In Slavonian Mining Co. v. Perasich, 7 Fed. 331, 339, the court stated:
"It would never do to permit an entry upon a mining claim before the owner of it was in default, for the purpose of making a provisional location to be valid or worthless according as the owner failed or not to do the annual work subsequently."
The court considered this point at great length in Belk v. Meagher, 104 U.S. 279, 26 L.Ed. 739, and held that subsequent default of the senior location does not validate the right of the junior claimant, the court saying in part:
"The right to the possession comes only from a valid location. Consequently, if there is no location there can be no possession in it. Location does not necessarily follow from possession, but possession from location. A location is not made by taking possession alone, but by working the ground, recording and doing whatever else is required for that purpose by the Acts of Congress and the local laws and regulations. As in this case all these things were done when the law did not allow it. They are as if they had never been made. * * * A location to be effectual must be good at the time it is made. * * * To hold that before the former location has expired an entry may be made and the several acts done necessary to perfect a re-location will be to encourage unseemly contests about the possession of the public mineral bearing lands which would almost necessarily be followed by breaches of the peace."

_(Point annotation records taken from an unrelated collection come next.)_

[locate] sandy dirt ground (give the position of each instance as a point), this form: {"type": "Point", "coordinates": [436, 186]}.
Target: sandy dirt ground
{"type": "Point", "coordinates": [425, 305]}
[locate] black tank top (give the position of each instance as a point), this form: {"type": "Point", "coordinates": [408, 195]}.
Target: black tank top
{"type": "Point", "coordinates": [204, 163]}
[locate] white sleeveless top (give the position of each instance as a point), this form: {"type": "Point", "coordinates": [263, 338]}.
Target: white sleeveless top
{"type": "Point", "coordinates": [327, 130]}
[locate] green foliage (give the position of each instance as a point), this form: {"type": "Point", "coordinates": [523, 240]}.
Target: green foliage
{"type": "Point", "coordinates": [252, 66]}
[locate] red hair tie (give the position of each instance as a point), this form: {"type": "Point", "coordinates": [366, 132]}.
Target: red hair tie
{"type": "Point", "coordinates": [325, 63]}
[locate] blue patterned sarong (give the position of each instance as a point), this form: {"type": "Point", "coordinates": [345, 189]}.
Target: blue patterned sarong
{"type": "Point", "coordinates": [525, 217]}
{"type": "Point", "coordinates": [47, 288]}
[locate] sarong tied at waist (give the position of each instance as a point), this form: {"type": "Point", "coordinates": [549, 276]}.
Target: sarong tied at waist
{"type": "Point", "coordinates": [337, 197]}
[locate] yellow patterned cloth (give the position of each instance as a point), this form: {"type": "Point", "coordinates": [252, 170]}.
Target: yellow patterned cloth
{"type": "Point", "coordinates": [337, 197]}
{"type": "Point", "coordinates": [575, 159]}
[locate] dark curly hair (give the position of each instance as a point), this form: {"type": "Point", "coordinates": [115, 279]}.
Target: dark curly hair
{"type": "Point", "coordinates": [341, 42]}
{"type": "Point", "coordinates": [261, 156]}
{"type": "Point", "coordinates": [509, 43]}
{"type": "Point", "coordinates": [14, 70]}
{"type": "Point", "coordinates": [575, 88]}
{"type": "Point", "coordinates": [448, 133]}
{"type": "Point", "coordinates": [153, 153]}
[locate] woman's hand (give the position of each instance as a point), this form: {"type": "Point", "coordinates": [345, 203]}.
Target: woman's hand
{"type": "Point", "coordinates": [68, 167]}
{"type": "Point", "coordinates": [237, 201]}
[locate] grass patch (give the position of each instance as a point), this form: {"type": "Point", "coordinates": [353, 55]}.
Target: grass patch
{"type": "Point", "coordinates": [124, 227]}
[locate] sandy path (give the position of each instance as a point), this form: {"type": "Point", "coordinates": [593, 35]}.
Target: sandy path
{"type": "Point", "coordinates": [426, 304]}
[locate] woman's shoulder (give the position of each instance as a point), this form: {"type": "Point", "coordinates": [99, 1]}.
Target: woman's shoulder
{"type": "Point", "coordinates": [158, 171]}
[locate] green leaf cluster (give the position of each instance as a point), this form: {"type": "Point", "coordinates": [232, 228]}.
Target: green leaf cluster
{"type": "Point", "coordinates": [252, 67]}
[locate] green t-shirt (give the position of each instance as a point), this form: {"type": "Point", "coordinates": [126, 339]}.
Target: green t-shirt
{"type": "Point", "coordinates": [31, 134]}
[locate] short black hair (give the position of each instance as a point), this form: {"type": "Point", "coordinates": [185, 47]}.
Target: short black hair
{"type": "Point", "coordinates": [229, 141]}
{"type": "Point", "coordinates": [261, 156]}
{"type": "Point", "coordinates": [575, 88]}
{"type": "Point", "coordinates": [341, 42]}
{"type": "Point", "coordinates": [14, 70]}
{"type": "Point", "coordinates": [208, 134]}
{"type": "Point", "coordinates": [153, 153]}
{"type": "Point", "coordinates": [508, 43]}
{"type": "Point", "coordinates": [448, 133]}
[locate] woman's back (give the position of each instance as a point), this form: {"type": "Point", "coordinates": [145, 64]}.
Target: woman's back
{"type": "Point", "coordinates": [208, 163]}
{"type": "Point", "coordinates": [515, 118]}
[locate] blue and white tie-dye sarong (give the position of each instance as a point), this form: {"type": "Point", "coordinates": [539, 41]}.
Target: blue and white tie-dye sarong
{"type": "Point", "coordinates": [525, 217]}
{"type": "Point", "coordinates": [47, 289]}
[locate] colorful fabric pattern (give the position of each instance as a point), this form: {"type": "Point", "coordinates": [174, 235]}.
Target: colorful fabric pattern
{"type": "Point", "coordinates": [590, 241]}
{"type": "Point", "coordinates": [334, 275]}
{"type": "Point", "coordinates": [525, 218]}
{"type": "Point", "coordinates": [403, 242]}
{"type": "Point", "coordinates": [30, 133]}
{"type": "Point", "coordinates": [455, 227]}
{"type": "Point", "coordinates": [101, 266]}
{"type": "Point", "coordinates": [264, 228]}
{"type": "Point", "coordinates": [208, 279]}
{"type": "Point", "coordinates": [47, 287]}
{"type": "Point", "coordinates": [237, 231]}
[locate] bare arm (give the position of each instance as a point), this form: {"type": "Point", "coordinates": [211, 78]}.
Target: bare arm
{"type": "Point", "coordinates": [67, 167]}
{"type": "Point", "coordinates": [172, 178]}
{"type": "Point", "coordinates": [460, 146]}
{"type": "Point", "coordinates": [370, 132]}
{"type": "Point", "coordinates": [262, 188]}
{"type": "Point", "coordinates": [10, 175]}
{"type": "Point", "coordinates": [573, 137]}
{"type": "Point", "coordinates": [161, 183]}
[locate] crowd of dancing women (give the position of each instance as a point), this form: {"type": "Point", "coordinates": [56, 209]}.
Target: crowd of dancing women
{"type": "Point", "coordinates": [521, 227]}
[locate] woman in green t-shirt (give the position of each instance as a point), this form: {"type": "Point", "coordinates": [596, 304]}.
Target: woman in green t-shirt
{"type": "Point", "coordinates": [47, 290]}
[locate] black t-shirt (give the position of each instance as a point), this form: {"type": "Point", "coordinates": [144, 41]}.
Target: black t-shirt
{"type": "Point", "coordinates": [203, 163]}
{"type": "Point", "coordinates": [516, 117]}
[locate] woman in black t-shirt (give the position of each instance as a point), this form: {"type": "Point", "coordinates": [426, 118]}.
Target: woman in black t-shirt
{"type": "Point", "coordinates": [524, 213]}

The rule of that case was re-affirmed in Swanson v. Sears Kettler, 224 U.S. 180, 32 Sup. Ct. 485, 56 L.Ed. 721, wherein the court held that (quoting the syllabus in 32 Sup. Ct. 485):
"An attempted location of a mining claim based upon a discovery within a then valid and subsisting claim is absolutely void for the purpose of founding an adverse claim and does not attach upon the subsequent failure of the locator to do the required annual assessment work."
The judgment of the trial court must accordingly be affirmed, and it is so ordered.
Affirmed.
KIMBALL, Ch. J., and RINER, J., concur.